Design and setting: Prospective cohort study (ALSPAC) in Southwest England with linkage to electronic primary care records.
Participants: Primary care records were extracted for 11 807 participants (80% of 14 731 eligible). Between 31% (3633; age 15/16) and 11% (1298; age 21/22) of participants had both primary care and ALSPAC CMD data.
Outcome measures: ALSPAC outcome measures were diagnoses of suspected depression and/or CMDs. Primary care outcome measure were Read codes for diagnosis, symptoms and treatment of depression/CMDs. For each time point, sensitivities and specificities for primary care CMD diagnoses were calculated for predicting ALSPAC-derived measures of CMDs, and the factors associated with identification of primary care-based CMDs in those with suspected ALSPAC-derived CMDs explored.

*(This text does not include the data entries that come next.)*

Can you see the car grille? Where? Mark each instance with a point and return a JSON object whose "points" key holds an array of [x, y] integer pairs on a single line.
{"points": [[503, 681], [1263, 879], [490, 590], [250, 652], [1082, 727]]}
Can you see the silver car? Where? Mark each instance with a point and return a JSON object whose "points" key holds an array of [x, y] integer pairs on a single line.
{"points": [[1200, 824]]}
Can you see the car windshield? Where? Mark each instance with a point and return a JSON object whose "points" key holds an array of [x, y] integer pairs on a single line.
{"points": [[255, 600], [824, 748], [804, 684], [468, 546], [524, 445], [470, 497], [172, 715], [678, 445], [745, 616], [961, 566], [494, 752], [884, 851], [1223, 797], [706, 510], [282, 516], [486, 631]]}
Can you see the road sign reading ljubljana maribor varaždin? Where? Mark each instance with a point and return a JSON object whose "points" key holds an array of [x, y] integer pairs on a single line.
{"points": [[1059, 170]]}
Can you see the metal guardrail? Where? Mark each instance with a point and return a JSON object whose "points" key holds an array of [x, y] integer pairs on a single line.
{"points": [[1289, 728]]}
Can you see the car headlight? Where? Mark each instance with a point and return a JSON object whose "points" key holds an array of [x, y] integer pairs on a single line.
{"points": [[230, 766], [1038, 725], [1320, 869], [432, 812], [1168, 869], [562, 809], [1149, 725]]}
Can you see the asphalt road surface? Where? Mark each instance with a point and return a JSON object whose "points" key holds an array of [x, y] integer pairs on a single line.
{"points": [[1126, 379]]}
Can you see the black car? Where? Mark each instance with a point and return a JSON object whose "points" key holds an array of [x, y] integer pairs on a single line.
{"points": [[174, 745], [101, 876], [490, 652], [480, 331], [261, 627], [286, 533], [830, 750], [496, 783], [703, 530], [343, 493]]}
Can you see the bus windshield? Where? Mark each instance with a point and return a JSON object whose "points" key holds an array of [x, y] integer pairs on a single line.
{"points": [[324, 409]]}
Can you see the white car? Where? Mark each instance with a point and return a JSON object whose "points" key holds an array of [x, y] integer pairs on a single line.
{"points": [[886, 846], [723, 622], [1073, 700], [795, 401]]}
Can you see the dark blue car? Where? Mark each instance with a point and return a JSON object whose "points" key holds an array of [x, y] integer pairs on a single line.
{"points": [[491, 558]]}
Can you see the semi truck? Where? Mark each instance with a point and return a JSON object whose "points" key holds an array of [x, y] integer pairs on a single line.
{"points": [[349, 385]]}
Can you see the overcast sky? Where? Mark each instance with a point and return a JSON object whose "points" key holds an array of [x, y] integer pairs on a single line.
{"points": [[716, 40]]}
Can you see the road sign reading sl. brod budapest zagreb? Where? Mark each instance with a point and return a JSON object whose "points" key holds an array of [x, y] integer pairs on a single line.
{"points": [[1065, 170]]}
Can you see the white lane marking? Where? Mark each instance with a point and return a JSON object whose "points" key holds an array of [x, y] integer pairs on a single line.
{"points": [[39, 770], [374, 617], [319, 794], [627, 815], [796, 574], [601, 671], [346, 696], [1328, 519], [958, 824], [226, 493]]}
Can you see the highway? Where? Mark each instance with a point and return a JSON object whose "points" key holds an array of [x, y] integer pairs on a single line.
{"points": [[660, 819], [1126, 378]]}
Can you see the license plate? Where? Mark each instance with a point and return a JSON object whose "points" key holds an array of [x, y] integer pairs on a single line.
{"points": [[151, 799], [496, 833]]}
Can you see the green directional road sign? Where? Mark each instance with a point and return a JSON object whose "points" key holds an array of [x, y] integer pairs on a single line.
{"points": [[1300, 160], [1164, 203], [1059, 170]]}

Lasso (least absolute selection and shrinkage operator) models were used at each time point to predict ALSPAC-derived CMDs using only primary care data, with internal validation by randomly splitting data into 60% training and 40% validation samples.
Results: Sensitivities for primary care diagnoses were low for CMDs (range: 3.5%–19.1%) and depression (range: 1.6%–34.0%), while specificities were high (nearly all >95%). The strongest predictors of identification in the primary care data for those with ALSPAC-derived CMDs were symptom severity indices. The lasso models had relatively low prediction rates, especially in the validation sample (deviance ratio range: −1.3 to 12.6%), but improved with age.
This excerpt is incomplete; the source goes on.